Monday, February 23, 2009

ABCP needs transparency, disclosure: SIO

By Doug Watt.
Originally published on Advisor.ca

The route to regulatory repair of Canada's besieged asset-backed commercial paper (ABCP) market is through mandated transparency and disclosure, according to a submission on the recent ABCP crisis by the Social Investment Organization (SIO), the national association for socially responsible investment.
Canada's $35 billion non-bank ABCP market ground to a halt in August 2007, largely due to concerns over the collapse of the U.S. sub-prime mortgage industry.
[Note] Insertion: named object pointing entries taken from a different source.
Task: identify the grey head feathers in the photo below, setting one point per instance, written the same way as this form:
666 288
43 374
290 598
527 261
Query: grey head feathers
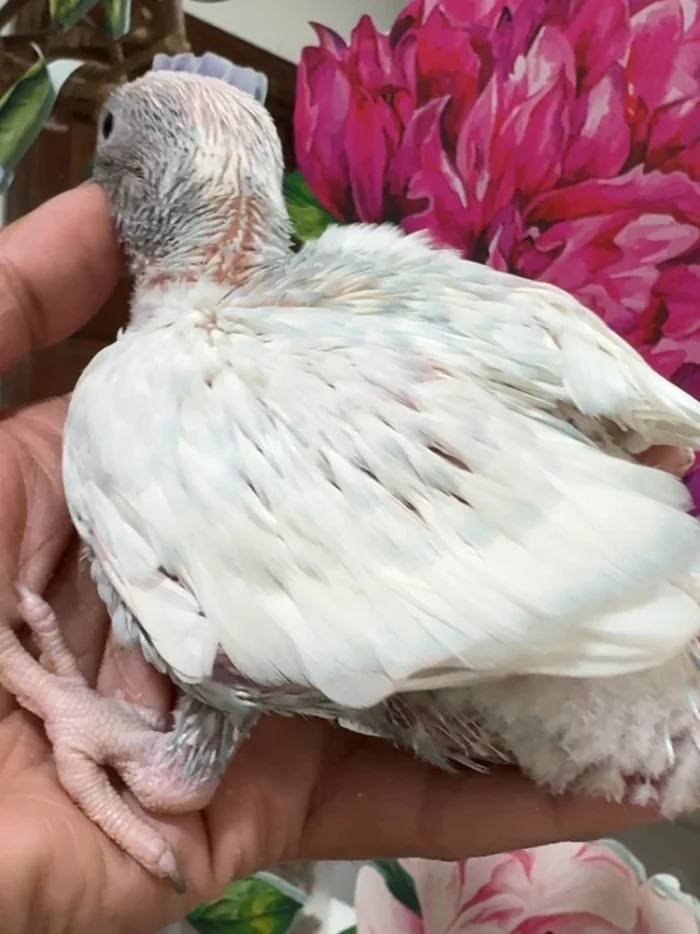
210 65
192 166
A massive restructuring effort led by Purdy Crawford was finally completed in January, bringing the 17-month saga to a close.
Last fall, the Canadian Securities Administrators asked for comments on new regulatory proposals related to ABCP.
"We believe that the root cause of this market failure was a lack of transparency and disclosure by the issuers of ABCP in Canada, particularly with regard to the non-financial aspects of the underlying assets," says SIO executive director Eugene Ellmen.
Although sub-prime mortgages were a small part of the Canadian ABCP market, the panic they generated in the U.S. led to a crisis in confidence in the overall credit markets, affecting other structured products, such as collateralized debt obligations and credit default swaps.
Ellmen notes that some industry observers, such as Innovest Strategic Value Advisors, identified weaknesses in the credit market based on environmental, social and governance (ESG) issues as far back as 2006. "The analysis conducted by Innovest in a review of bank credit markets found that rising home ownership combined with lower real wages was putting the sub-prime mortgage market at real risk."
In hindsight, Ellmen says, these non-financial or ESG risks posed significant threats to the safety of the credit markets. "So we have to ask ourselves why these risks were not properly identified by the market and priced into mortgage-based securities and other structured finance products such as ABCP."
The SIO believes that if these risks had been properly disclosed and the information disseminated into the market, many analysts and investors would have been reluctant to purchase ABCP, reducing liquidity for these instruments and mitigating the impact of their subsequent collapse.
"The underlying risk of sub-prime mortgages was an ESG risk, not a financial risk," Ellmen concludes in his submission. "The lack of a disclosure framework prevented analysts and investors from incorporating such risks into their assessment of asset-back securities, resulting in a disastrous over-subscription to this market."
The SIO recommends that issuers or originators of ABCP should be reporting issuers, subject to prospectus and continuous disclosure requirements, which should include material environmental, social and governance risks, as well as key performance indicators to enable analysts and investors to assess the non-financial aspects of such offerings.
"ESG policies and practices should be outlined in the annual information form and the management discussion and analysis as part of the continuous disclosure requirements."
The SIO also suggests that while credit rating agencies, which took a share of the blame for the ABCP crisis, should be subjected to a regulatory framework, mandated disclosure of information from issuers to the rating agencies should not a be a part of this framework.
"The role of credit rating agencies is to assist investors in making a decision about a credit product, not to release all the relevant information on that product into the market. Markets only operate efficiently if issuers release all material information on their securities through a continuous disclosure basis."